What makes Awāra such a special film is its portrayal of love and how it was incredibly ahead of its time. Before the passing of India’s Hindu Marriage Act, love stories like Raj and Rita’s were unheard of both on-screen and in real life. Romantic relationships or marriages between members of different social classes or castes were illegal, and Indian tradition dictated that the only way you could get married was if it was arranged by your family. Even when the Hindu Marriage Act passed in 1955, allowing members of different classes to marry, the practice was discouraged in most social settings. The people still clung to the age-old tradition of arranged marriage regardless of the new policy. So, you can imagine the risk Kapoor took telling the story of a poor criminal and a wealthy lawyer falling in love independently in the year 1951 before such a thing was legal.

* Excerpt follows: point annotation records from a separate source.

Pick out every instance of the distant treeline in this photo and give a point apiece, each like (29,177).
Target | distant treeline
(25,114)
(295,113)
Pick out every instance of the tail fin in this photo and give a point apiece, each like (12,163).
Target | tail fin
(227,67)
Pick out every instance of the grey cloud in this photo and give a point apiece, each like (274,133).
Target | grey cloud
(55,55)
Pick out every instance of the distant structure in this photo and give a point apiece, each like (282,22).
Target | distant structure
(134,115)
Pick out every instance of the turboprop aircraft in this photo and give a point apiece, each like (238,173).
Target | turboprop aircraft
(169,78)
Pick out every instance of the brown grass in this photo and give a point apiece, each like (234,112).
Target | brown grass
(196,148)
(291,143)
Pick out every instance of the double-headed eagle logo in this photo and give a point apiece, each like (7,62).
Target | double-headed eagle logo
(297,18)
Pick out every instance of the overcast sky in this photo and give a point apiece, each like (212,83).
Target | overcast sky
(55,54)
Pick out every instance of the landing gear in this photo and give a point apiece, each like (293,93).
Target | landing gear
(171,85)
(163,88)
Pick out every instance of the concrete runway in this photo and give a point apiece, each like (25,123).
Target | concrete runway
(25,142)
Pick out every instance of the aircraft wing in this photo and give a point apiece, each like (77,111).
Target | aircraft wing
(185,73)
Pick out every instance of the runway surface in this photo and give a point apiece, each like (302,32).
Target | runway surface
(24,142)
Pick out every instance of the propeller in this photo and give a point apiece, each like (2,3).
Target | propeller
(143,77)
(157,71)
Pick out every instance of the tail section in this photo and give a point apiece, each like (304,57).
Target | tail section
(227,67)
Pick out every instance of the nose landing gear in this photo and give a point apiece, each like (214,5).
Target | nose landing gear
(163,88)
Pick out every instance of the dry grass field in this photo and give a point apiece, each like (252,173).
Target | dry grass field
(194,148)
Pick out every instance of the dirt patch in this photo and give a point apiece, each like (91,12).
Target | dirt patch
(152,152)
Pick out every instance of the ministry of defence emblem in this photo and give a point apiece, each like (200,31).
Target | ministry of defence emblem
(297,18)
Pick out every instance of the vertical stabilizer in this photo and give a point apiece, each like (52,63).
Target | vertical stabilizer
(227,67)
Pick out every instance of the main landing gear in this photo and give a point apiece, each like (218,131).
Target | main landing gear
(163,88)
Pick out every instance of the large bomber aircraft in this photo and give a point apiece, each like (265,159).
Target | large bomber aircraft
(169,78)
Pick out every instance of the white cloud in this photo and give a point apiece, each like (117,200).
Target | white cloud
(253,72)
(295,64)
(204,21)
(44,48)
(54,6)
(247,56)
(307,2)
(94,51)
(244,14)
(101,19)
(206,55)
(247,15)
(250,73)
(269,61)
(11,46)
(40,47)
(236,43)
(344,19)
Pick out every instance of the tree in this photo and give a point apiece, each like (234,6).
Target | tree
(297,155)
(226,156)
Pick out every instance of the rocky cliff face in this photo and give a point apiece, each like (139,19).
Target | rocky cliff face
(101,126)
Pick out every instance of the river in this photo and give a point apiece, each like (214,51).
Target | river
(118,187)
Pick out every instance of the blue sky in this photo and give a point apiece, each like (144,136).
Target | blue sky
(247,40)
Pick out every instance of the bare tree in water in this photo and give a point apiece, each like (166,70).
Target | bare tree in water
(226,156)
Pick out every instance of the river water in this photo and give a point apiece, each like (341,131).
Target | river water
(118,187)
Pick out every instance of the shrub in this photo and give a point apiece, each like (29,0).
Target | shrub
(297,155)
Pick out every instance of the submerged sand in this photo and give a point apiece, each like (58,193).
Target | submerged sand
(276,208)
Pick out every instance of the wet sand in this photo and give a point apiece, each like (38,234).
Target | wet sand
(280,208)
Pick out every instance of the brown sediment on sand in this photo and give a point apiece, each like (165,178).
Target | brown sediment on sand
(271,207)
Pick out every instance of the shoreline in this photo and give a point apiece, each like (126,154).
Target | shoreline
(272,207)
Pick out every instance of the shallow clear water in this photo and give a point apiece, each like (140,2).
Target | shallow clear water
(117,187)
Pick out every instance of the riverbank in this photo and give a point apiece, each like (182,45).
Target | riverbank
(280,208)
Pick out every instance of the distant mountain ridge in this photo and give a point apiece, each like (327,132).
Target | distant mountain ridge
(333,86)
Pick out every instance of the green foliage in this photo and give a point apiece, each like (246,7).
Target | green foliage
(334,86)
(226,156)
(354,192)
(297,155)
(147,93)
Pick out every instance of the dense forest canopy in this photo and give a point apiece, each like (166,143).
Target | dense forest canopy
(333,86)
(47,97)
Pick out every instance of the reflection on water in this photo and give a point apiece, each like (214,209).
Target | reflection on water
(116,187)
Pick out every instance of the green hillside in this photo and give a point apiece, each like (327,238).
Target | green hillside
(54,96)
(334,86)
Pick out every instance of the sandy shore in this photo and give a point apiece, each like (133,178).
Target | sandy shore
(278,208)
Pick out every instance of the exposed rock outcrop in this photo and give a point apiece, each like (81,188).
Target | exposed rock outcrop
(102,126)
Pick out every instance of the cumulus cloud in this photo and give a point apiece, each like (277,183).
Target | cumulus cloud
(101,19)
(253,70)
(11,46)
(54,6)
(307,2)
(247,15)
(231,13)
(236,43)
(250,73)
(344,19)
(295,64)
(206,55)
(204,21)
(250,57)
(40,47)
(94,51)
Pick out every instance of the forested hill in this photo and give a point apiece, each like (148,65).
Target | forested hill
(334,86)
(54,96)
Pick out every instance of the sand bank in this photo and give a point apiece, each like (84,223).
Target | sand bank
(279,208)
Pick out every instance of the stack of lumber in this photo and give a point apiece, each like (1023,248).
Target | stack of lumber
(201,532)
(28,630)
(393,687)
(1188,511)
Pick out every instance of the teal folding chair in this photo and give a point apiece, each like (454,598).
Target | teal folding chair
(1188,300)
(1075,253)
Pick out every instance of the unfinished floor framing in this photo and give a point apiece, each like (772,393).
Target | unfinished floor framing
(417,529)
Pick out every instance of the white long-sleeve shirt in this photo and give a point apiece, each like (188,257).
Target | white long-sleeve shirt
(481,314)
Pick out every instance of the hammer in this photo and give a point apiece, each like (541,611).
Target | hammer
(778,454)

While the film openly defied Indian social norms and traditions, Awāra remains one of the most popular Indian films of all time both in India and overseas. By telling a story of what love can be and where it can manifest in life’s unpredictable situations, Awāra directly criticized Indian tradition and introduced its own ideas of what love could be rather than portraying what it already typically was. Directors like Kapoor paved the way for many Indian films that would take the same trope and run, becoming an auteur of the modern love story of Indian cinematic history. But above all, Awāra brought to life what was only a fantasy to people in India before its release: the freedom to choose who you love because you love them.